Lots here sold for just over $1,700. Purchasers who wanted Nelson to build a home for them were spending a minimum of $10,500, and often as much as $50,000. To put it in perspective, that’s around $750,000 in 2017 dollars, a mighty sum that is still less than half of the median price of a home in Cheviot Hills today.
With its proximity to two movie studios (Sony is just a few miles down Motor Avenue from Fox), Century City and the Westside tech ecosystem, Cheviot Hills remains a popular destination for affluent commute-averse home buyers.
A Westside oasis: Cheviot Hills, with its winding, wooded streets and spacious homes, is a welcome residential respite from West L.A. traffic and noise.
House beautiful: With a wide variety of styles ranging from ranch homes to modernist McMansions, Cheviot Hills has something for every (expensive) taste.
Location is king: Got a meeting at Fox, and then a powwow with your agents at CAA, followed by a power lunch in Culver City?
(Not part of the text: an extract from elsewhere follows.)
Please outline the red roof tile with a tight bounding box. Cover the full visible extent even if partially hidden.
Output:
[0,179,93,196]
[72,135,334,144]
You can do it all without ever getting on a freeway.
A victim of its success: Tear-downs are becoming more of a thing in Cheviot Hills, with Ray Bradbury’s former home just one recent victim of the trend.
Kristian Bonk of Results Real Estate Group has been selling homes in Cheviot Hills for 18 years, and he’s seen it go one way: up.
“It’s traditionally been a middle-aged neighborhood, but millionaires are getting younger, and they’re moving to Cheviot Hills,” Bonk said.
He added that the community is built around the Rancho Golf Course, a public course where nearly everyone in the neighborhood has spent time putting, driving or grabbing lunch. In addition, the residents get really into Halloween; Cheviot Hills has been ranked the top neighborhood in the city to trick-or-treat.
“If something becomes available, buy it,” Bonk said. “Price-wise, Cheviot Hills will become a Beverly Hills soon enough.”
In the 90064 ZIP Code, based on 24 sales, the median sales price in July for single-family homes was $1,438,000, according to CoreLogic. That’s a 10.6% increase in median sales price year over year.
The only public school in the Cheviot Hills boundaries, Overland Avenue Elementary, scored 946 in the 2013 Academic Performance Index.
Outside the boundaries, highlights include Clover Avenue Elementary, which scored 952, and Westwood Elementary, which scored 945. Castle Heights Elementary and Canfield Avenue Elementary scored 898 and 889, respectively.
Times staff writer Jack Flemming contributed to this report.